Fintech unicorn Zeller’s latest product is also its AI guinea pig

Fintech unicorn Zeller's latest product is also its AI guinea pig


Zeller founder Ben Pfisterer says AI is shortening product cycles from nine months to four weeks. The fintech’s latest point-of-sale system is both a swipe at Square, Stripe and Shopify – and a testbed for Zeller’s AI ambition.
Zeller co-founder and CEO Ben Pfisterer. Image: Zeller

Zeller founder Ben Pfisterer says artificial intelligence is cutting product development cycles from nine months to just weeks – and his company’s latest product will prove it.

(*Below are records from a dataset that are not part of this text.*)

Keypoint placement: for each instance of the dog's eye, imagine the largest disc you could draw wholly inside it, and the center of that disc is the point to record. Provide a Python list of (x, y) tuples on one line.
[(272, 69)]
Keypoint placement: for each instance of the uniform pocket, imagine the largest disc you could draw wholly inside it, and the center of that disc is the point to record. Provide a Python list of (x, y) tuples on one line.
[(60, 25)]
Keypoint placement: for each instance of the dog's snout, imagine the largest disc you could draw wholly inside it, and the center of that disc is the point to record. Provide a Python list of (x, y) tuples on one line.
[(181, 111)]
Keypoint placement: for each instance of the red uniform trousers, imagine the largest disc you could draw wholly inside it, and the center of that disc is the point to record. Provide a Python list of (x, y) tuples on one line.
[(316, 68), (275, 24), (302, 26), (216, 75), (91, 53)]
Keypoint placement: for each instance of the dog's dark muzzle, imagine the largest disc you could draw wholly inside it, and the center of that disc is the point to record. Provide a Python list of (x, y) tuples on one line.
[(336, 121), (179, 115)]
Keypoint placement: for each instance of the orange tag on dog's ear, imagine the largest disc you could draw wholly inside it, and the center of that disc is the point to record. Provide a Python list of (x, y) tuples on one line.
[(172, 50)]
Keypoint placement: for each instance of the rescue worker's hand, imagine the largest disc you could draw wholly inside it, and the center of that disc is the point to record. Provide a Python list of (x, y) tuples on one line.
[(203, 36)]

The unicorn fintech on Wednesday launched a new point-of-sale software from retail and hospitality customers, which Pfisterer says will rapidly evolve as AI allows the company to deploy new capabilities faster than ever before.

“Some businesses might need a really good table mapping system for hospitality or a fantastic inventory management system in retail, those are big chunks of capability that should take months,” Pfisterer told Forbes Australia. “We’ve identified eight of them that we’re going to do post launch, and we’re hoping to get the meaningful part of it – design, built and tested – in one to two week chunks of time.”

Ten months ago Zeller shifted from using artificial intelligence for assistance to integrating the technology into project development from the ground up. The building blocks of the just-launched POS system took months to build, Pfisterer said, while equivalent work is designed and tested in the space of a week.

“It’s definitely been a case study for us on two things,” Pfisterer said. “How meaningfully AI can change your delivery process, and how continual it is… whilst I’m talking to you and saying it’s so exciting [that] we’re going to build these meaningful capability advancements on top of the core POS within one or two weeks, I’m sure we’ll speak in a year and we’ll laugh that it took one to two weeks. It’ll be like, well, that’s now happening in a day.”

His proclamation of AI efficiency comes as big businesses in the US are raising alarm bells about the rising cost of the technology, as the supply of data-centre compute struggles to match demand stemming from large companies issuing organisation-wide directives to adopt the technology.

Meta, itself a big developer of AI models, told employees it would limit AI use after an “exponential increase” in costs, the New York Times reported. It’s not just tech companies, as Walmart as also limited employee use of AI tools to reduce expenses.

Pfisterer contends Zeller is a Goldilocks size to integrate AI: smaller businesses may have tight budgets that can’t withstand the bite of rising AI costs while larger organisations like banks will struggle to efficiently implement the technology.

“Most businesses just have to accept the fact that this is a cost centre they didn’t have yesterday, one they’re going to have to have,” Pfisterer said. “They have to become more efficient with it, the opposite of people not using it is not acceptable.”

Pfisterer was APAC manager for Jack Dorsey’s fintech giant Square before departing to found Zeller in 2020 and compete with his former employer. Just over two years later Zeller capped off a $100 million Series B that valued it over $1 billion, making it the fastest Australian startup ever to hit unicorn status. In addition to expanding its product offerings, Zeller has expanded to the UK and is eyeing markets in Europe later this year.

Yet though it is among Australia’s larger startups, the company is looking to take a bite out of are magnitudes larger: Square-owner Block (US$43 billion), Shopify (US$140 billion) and Stripe (last valued at US$179 billion).

Zeller’s flagship product thus far is a payment terminal that integrates with POS systems made by other companies. It hopes to gain ground on its established rivals by releasing its own POS software to work in tandem with its terminal hardware. Customers who use both Zeller’s terminal and POS can access a pay-as-you-go payment scheme rather than the industry standard monthly subscription fee, which it says will help businesses cut fixed costs.

Pfisterer insists AI has allowed Zeller to do more with less, which has delayed its need to run a Series C. That will change this year as the company looks to extend its reach into Europe. It has over 1,000 British customers after launching in the UK in April, Pfisterer said, and Zeller will look to raise cash this year to fund operations in more countries.

“We’re going to push internationally very hard, so with that you have a different capital expenditure profile,” he said. “We will be raising again, I suspect we’ll start having conversations at the back end of this calendar year.”